Repository Description

Repository for the development version of the R Package sMTL as well as code to run analyses and reproduce figures in the associated manuscript.

sMTL R Package

Installation

The sMTL $\texttt{CRAN}$ package can be downloaded with the following $\texttt{R}$ command:

install.packages("sMTL")

Alternatively, the development version of the Sparse Multi-Task Learning $\texttt{R}$ Package sMTL can be downloaded as follows:

library(devtools)
install_github("gloewing/sMTL", subdir = "Package/sMTL")

Package Usage

*** The first time sMTL is used, an initial setup step is required to link $\texttt{R}$ and $\texttt{Julia}$ (where the algorithms are coded) or else the package functions will not work. ***

For these steps and a tutorial on package functions, please refer to sMTL's Vignette.


Repository Folders

  1. The 'Package' folder has code for the sMTL $\texttt{R}$ package that is current under development. This includes $\texttt{Julia}$ code to run algorithms and an $\texttt{R}$ wrapper code to tune and fit these models. This package is still under development and has not been widely tested.

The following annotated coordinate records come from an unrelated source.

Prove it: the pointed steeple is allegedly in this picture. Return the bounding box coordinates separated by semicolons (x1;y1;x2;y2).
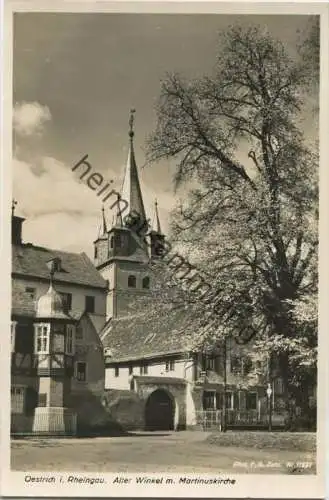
113;194;123;227
98;207;107;238
101;207;107;235
152;200;162;234
121;109;146;225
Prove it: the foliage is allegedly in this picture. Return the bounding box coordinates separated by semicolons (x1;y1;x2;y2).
148;23;318;412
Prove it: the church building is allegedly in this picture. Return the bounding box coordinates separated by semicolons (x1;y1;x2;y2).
11;114;284;434
94;112;282;430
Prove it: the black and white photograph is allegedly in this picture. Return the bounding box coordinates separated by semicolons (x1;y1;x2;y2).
2;2;327;498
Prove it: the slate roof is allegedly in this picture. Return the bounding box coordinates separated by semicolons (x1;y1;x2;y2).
100;309;194;363
12;243;107;289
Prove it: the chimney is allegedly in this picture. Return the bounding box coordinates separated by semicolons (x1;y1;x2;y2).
11;215;25;245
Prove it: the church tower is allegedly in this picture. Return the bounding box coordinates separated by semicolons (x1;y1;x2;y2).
94;110;151;319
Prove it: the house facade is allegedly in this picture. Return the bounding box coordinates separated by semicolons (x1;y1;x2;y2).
11;113;284;434
94;116;283;429
11;214;107;434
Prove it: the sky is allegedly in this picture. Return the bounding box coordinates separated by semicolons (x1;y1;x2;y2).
13;13;312;256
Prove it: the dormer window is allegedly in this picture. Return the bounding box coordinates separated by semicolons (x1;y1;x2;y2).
128;274;136;288
65;325;74;354
10;321;17;352
47;257;63;273
34;324;50;353
142;276;150;289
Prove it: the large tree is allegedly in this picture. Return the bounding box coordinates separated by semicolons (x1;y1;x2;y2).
148;23;318;416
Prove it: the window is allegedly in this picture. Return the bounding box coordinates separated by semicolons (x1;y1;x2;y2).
47;257;63;273
25;287;37;300
206;356;216;370
85;295;95;313
128;274;136;288
76;361;87;382
140;363;148;375
10;321;17;352
231;356;252;375
273;377;284;394
65;325;74;354
75;325;83;340
38;392;47;407
202;354;216;371
202;391;216;410
166;359;175;372
10;385;25;413
246;392;257;410
59;292;72;312
111;233;122;248
142;276;150;289
34;325;49;353
243;356;252;375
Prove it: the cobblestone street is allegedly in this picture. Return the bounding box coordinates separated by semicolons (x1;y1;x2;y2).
11;431;315;474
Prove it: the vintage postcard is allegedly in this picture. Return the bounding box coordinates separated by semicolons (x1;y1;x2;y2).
1;1;329;498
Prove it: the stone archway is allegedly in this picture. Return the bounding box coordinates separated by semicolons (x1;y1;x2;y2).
145;389;176;431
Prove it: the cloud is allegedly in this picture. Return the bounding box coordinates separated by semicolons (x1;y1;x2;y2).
13;157;109;254
13;102;51;136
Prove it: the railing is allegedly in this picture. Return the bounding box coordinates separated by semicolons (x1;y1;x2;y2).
10;408;77;436
196;409;279;430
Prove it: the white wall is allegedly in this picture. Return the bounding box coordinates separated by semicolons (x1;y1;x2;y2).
105;359;193;390
13;278;107;332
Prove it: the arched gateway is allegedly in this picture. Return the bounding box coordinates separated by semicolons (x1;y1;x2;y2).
145;389;175;431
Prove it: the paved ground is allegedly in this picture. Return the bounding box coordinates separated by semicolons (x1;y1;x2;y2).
11;431;315;474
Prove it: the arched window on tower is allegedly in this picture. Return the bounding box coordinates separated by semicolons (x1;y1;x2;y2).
142;276;150;289
128;274;136;288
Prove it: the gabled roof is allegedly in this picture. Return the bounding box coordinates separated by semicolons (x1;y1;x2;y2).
100;309;194;362
11;281;93;324
121;120;146;221
12;243;107;289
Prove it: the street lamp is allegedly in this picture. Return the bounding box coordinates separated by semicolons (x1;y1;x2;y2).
266;383;273;432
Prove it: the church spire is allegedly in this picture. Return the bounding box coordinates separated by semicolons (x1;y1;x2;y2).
121;109;146;227
153;199;162;234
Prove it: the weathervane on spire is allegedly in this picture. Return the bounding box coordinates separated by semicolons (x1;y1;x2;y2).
129;109;136;138
11;199;17;217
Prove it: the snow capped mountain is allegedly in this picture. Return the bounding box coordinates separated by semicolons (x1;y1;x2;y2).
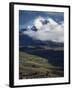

  2. The 'sMTL_Paper' folder has code to run analyses and make figures for the original (2022) version of the manuscript. Some files will require changing path names. Please feel free to reach out to the author for more annotation or help with reproducing any analyses.

  3. The 'sMTL_paper_Fig1_demo' folder contains code that can be used as a short self-contained demo/introduction to many of the methods proposed in the paper. This code should reproduce Figures 1 and 3 in the manuscript. It includes $\texttt{R}$ code for data simulation, calls the algorithms (through $\texttt{Julia}$) to tune and fit models on the data and then generate figures.

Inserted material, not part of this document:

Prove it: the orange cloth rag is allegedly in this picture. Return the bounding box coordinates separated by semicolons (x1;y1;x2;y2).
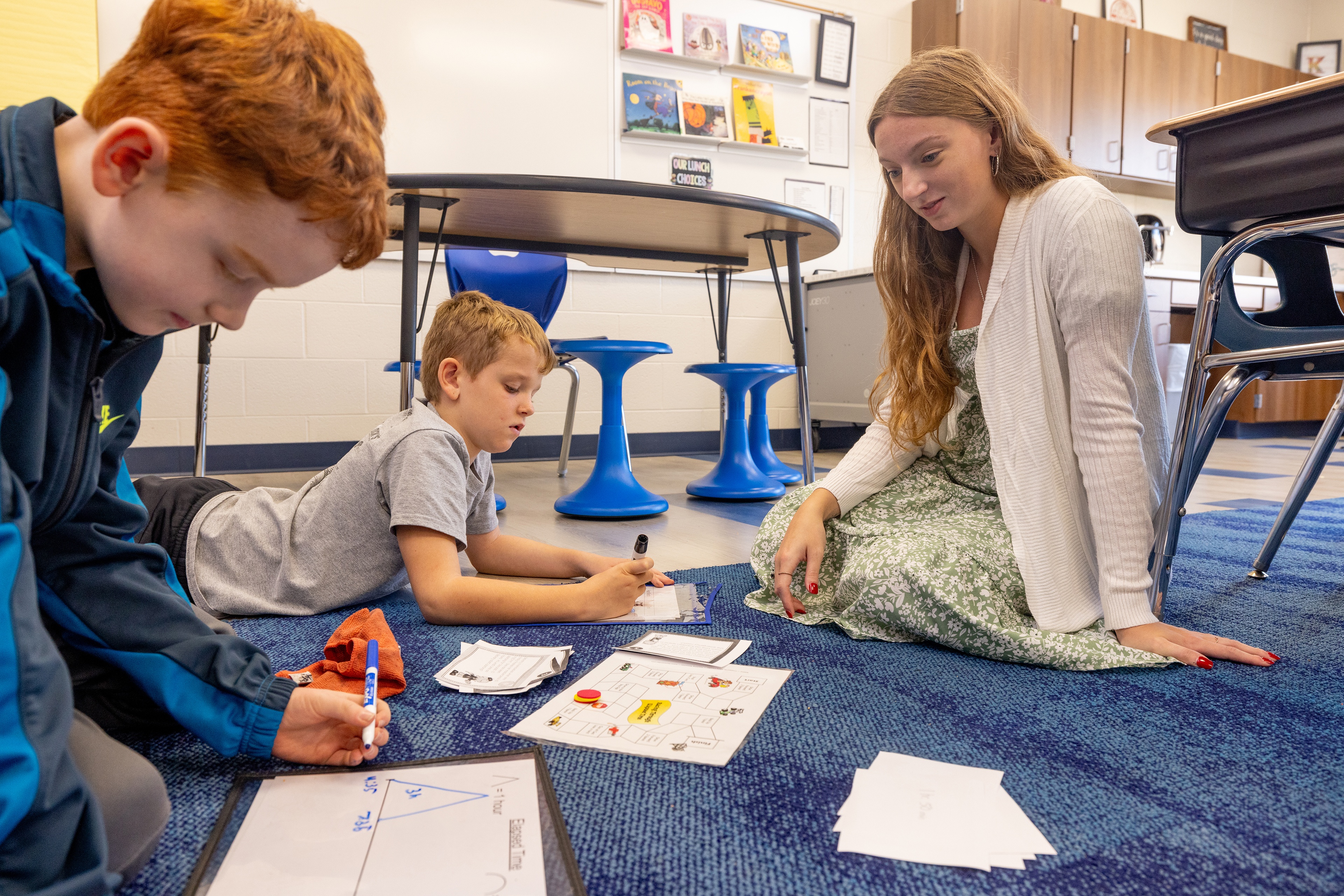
277;607;406;697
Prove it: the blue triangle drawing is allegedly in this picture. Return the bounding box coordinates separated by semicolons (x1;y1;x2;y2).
378;778;487;821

  4. The 'sMTL_Paper_2024' folder has code to run analyses and make figures for the updated manuscript (2024). Some files will require changing path names. Please feel free to reach out to the author for more annotation or help with reproducing any analyses.

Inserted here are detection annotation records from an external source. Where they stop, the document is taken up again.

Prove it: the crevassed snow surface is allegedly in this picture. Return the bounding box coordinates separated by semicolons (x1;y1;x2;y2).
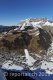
2;60;23;70
24;49;36;66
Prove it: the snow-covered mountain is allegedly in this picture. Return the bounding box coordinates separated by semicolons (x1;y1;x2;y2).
0;18;53;74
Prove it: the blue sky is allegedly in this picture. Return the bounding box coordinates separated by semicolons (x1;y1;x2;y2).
0;0;53;25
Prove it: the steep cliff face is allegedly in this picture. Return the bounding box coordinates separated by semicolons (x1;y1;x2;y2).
0;28;51;54
0;18;53;54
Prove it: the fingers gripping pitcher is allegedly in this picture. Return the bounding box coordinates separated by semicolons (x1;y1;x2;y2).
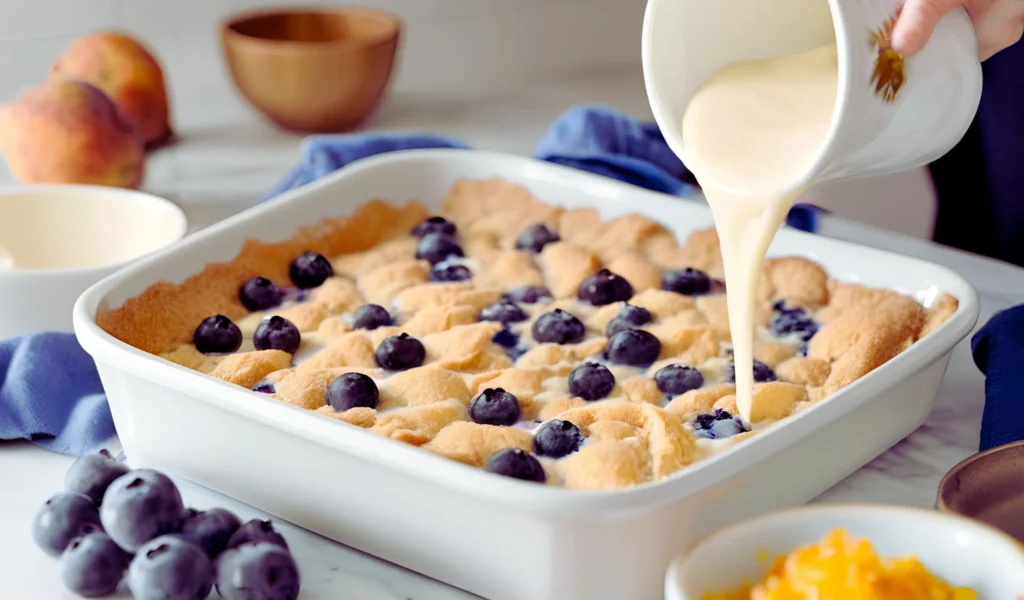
643;0;981;420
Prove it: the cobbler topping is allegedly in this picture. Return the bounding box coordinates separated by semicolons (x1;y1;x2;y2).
96;180;957;489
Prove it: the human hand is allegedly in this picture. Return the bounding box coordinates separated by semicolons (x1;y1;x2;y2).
892;0;1024;60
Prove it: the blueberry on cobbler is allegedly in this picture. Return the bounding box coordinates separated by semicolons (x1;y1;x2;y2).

  5. The 'Exact Solvers' folder has the outer approximation (exact solver) code described in the 2024 version of the paper (and used to produce results in Table 3).


Dataset Links

Links to the data repositories for the neuroscience and cancer genomics applications can be found at:

  1. Neuroscience application: https://osf.io/tb8fx/

This data was originally published with the paper:

Gabriel Loewinger, Prasad Patil, Kenneth T Kishida, Giovanni Parmigiani. (2022) Hierarchical resampling for bagging in multistudy prediction with applications to human neurochemical sensing. Annals of Applied Statistics. 16(4):2145-2165.

  1. Breast Cancer application: https://osf.io/k6ynp/

This is a pre-processed version of data from:

Katie Planey. (2020). curatedBreastData: Curated breast cancer gene expression data with survival and treatment information R package version 2.18.0.